The Last Post at sunset aboard the troopship HMAT Euripides (A14). Photo: Merchant seaman engineer Denver Wood Wansey. AWM.
Lemnos and the Greek Australian odyssey of the Tarlamis family
This month we commemorate the Centenary of Anzac and the role of Greece – and specifically Lemnos – in that story.
As Australia’s diggers arrived on Lemnos from March 1915, they began a connection with Greece that would be enriched through the years. One of the aspects of this is that today there are Australian families who can count both Aussie diggers and Lemnian villagers in their family history. One of those is Lee Tarlamis. A product of a Lemnian father and a mother from Melbourne’s eastern suburbs, Lee’s forebears walked the same shores of Mudros Bay all those years ago in 1915. This is their story.

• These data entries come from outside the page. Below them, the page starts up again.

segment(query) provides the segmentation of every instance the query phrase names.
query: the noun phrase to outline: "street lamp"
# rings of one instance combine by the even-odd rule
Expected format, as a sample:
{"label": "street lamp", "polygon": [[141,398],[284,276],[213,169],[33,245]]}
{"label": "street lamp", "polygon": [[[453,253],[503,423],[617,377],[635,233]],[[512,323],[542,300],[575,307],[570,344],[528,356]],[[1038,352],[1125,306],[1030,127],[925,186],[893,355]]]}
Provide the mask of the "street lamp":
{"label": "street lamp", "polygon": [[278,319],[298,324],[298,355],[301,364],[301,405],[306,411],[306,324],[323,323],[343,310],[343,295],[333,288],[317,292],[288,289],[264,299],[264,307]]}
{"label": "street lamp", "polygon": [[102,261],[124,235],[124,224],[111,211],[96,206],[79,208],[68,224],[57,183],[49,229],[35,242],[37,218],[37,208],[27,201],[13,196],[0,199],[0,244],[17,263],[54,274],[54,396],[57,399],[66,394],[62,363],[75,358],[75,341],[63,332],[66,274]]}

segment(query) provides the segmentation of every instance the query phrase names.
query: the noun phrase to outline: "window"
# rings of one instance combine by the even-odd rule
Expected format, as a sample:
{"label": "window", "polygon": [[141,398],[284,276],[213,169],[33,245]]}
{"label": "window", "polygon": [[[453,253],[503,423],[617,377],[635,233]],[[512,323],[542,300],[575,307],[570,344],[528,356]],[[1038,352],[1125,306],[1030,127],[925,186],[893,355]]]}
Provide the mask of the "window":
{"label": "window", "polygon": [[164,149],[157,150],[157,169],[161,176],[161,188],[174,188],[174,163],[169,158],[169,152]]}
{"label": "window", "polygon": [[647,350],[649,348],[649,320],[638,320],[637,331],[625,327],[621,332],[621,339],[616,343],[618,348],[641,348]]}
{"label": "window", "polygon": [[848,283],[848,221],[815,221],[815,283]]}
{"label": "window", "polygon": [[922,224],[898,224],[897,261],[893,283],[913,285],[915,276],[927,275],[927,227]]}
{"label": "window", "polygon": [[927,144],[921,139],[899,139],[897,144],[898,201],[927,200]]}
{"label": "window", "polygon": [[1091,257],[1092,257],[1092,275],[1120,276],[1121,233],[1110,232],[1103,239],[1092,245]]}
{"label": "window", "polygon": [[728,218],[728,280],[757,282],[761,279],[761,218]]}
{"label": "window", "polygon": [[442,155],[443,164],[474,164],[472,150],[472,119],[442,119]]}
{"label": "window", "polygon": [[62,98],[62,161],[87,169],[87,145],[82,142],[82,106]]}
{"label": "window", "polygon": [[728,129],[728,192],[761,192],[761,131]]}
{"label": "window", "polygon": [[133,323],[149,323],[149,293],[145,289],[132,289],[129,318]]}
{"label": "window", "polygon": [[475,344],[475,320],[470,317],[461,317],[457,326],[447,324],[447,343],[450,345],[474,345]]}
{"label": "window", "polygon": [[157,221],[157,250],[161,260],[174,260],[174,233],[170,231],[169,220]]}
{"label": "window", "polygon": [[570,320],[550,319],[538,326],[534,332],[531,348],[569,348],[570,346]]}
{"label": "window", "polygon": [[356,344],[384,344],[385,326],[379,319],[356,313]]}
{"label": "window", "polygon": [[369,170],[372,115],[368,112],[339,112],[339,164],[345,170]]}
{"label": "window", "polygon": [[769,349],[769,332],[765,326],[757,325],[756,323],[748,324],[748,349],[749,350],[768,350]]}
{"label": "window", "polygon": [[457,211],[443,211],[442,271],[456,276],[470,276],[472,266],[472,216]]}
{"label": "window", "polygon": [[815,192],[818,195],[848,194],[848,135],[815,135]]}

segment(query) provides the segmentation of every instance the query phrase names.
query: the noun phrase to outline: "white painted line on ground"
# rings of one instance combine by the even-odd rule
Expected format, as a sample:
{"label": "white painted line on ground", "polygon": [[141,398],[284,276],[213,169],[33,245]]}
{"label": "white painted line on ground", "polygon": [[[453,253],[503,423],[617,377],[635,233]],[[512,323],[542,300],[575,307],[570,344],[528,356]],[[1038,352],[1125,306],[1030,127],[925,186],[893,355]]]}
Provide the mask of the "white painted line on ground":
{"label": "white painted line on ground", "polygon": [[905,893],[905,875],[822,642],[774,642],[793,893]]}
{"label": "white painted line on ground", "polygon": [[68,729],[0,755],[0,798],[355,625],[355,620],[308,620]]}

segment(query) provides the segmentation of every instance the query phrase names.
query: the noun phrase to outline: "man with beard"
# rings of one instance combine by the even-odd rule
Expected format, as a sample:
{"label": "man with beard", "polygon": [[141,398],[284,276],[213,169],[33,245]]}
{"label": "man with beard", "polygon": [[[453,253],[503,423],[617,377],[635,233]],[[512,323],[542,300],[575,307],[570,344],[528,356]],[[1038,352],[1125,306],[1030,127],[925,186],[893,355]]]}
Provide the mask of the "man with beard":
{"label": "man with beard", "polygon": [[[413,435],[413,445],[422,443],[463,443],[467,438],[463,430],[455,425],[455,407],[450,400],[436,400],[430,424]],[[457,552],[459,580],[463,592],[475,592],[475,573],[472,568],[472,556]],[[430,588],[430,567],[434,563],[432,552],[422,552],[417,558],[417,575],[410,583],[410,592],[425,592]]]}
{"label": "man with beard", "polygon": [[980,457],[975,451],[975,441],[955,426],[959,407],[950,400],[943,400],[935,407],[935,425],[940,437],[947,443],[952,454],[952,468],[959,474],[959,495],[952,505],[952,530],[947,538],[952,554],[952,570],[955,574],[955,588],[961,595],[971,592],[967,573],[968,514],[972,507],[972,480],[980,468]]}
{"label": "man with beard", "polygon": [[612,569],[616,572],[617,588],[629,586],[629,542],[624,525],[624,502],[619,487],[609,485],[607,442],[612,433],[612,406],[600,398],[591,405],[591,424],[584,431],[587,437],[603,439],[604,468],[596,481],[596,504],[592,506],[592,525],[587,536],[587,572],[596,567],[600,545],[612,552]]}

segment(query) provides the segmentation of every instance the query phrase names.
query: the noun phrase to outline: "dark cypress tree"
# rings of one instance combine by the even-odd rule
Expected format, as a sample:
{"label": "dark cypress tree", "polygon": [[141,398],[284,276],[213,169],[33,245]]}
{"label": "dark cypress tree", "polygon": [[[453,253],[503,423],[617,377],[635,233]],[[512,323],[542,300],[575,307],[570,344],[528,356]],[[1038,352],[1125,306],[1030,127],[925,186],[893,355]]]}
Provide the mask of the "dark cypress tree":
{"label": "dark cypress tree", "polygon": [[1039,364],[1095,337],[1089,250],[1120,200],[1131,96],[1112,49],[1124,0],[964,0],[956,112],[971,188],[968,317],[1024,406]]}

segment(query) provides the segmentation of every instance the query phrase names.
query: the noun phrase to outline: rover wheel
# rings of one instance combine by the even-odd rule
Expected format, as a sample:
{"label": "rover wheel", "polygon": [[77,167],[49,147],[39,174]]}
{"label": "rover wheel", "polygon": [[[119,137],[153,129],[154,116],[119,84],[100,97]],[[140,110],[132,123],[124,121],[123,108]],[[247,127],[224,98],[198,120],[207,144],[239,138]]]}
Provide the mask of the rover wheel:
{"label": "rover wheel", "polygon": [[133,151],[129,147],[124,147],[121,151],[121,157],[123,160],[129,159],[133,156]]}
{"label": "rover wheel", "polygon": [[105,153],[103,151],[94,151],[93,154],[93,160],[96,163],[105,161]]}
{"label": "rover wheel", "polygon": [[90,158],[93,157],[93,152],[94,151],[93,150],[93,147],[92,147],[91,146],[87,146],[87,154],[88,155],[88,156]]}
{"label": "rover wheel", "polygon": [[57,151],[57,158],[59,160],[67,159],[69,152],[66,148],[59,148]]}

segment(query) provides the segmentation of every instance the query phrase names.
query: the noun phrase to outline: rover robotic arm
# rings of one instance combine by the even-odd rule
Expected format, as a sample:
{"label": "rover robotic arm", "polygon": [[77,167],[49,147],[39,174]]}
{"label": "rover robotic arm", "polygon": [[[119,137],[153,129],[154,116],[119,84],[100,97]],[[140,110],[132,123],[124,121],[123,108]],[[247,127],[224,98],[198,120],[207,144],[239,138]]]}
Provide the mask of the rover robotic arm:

Blackburn’s Private Tozer goes to Lemnos
On 25 August 1914, Edward Rees Tozer began his journey that would take him to war. A railway employee, Edward was born in Blackburn and was 24 years old when he enlisted in the 4th Battalion at the Kensington enlistment centre in Sydney.
Embarking from Sydney Harbour in October 1914, now Private Tozer arrived in Egypt in December 1914. Photographs taken by diggers at the time show Edward’s battalion training for the struggle ahead, camped beneath the ancient pyramids. The laconic sensibility of these diggers is reflected in the words of one in response to a question of what he thought of these great feats of engineering – “What I sez is, when you’ve seen one you’ve seen the lot!”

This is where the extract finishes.